# List of Paph species.



## Ron-NY (Jul 20, 2007)

Being I posted the Kew Checklist of Phrag species in a thread I thought the Paph checklist might come in handy for someone

EDIT: Let's try again

http://www.kew.org/wcsp/qsearch.do;jsessionid=F5D8CFC068FA42DAB0BF5C8F4A0BA593


----------



## likespaphs (Jul 20, 2007)

maybe it's just me, but the link isn't working...


----------



## Ron-NY (Jul 20, 2007)

sorry, I redid the link, let me know if it is working this time.


----------



## likespaphs (Jul 21, 2007)

nope. not for me.
maybe it just doesn't like me...


----------



## Ron-NY (Oct 9, 2007)

Type Paphiopedilum in the box and then hit find name.
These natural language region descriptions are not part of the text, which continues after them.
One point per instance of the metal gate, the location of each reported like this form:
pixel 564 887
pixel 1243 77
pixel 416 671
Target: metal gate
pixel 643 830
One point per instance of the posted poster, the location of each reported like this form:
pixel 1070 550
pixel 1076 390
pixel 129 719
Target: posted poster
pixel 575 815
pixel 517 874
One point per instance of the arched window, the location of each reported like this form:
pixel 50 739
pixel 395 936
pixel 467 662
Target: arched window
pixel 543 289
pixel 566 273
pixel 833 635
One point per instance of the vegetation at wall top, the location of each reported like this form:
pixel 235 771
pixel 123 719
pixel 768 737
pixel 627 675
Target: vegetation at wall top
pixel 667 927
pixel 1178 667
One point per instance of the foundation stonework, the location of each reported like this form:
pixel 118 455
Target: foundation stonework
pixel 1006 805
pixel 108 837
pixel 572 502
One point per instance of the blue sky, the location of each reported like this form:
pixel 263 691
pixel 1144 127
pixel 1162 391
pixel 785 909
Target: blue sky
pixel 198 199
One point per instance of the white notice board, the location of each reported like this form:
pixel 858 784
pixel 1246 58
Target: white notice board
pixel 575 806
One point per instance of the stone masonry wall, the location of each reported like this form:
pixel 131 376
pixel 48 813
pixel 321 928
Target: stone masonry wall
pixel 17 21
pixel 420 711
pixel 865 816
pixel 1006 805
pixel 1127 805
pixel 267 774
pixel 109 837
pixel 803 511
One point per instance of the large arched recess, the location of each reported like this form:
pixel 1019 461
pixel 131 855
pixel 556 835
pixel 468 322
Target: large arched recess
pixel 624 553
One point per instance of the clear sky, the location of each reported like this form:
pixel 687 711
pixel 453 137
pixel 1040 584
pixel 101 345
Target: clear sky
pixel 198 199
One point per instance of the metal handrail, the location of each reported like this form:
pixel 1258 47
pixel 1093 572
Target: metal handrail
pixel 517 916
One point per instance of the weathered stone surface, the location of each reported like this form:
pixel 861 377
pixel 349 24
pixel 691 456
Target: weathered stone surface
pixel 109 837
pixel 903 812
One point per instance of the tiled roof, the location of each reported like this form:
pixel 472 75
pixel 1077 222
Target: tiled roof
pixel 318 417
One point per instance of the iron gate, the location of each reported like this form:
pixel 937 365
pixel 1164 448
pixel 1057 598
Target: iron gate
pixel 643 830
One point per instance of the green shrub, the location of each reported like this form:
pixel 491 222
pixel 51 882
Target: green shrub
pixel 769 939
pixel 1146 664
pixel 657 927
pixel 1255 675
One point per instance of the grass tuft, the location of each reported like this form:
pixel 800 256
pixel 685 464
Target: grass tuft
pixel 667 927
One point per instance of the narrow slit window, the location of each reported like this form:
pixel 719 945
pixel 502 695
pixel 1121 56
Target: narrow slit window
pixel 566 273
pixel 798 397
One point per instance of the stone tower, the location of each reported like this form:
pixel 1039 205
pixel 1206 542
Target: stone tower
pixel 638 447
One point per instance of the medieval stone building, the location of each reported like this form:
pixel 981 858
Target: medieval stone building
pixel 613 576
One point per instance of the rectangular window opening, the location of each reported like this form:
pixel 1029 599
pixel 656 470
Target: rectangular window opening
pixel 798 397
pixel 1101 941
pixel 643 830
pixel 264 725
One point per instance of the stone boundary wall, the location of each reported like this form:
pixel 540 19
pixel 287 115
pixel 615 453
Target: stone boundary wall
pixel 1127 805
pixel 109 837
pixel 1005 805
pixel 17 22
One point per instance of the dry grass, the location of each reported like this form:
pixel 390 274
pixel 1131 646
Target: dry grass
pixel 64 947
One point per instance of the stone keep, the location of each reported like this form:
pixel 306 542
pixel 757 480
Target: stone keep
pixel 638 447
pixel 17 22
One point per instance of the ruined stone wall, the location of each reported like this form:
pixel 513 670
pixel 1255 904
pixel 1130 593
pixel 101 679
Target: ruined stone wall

This can be done with any genus


----------



## TheLorax (Oct 9, 2007)

Typing the genus in the search box worked.


----------



## Corbin (Oct 10, 2007)

Is there someplace you can go and find if a plant has been named if you only know its parent's names as in (Space Flight x Hsinying Web?)


----------



## goldenrose (Oct 10, 2007)

Corbin said:


> Is there someplace you can go and find if a plant has been named if you only know its parent's names as in (Space Flight x Hsinying Web?)


Here's where you want to go:
http://www.rhs.org.uk/research/registerpages/orchid_parentage.asp


----------



## Corbin (Oct 12, 2007)

Thanks


----------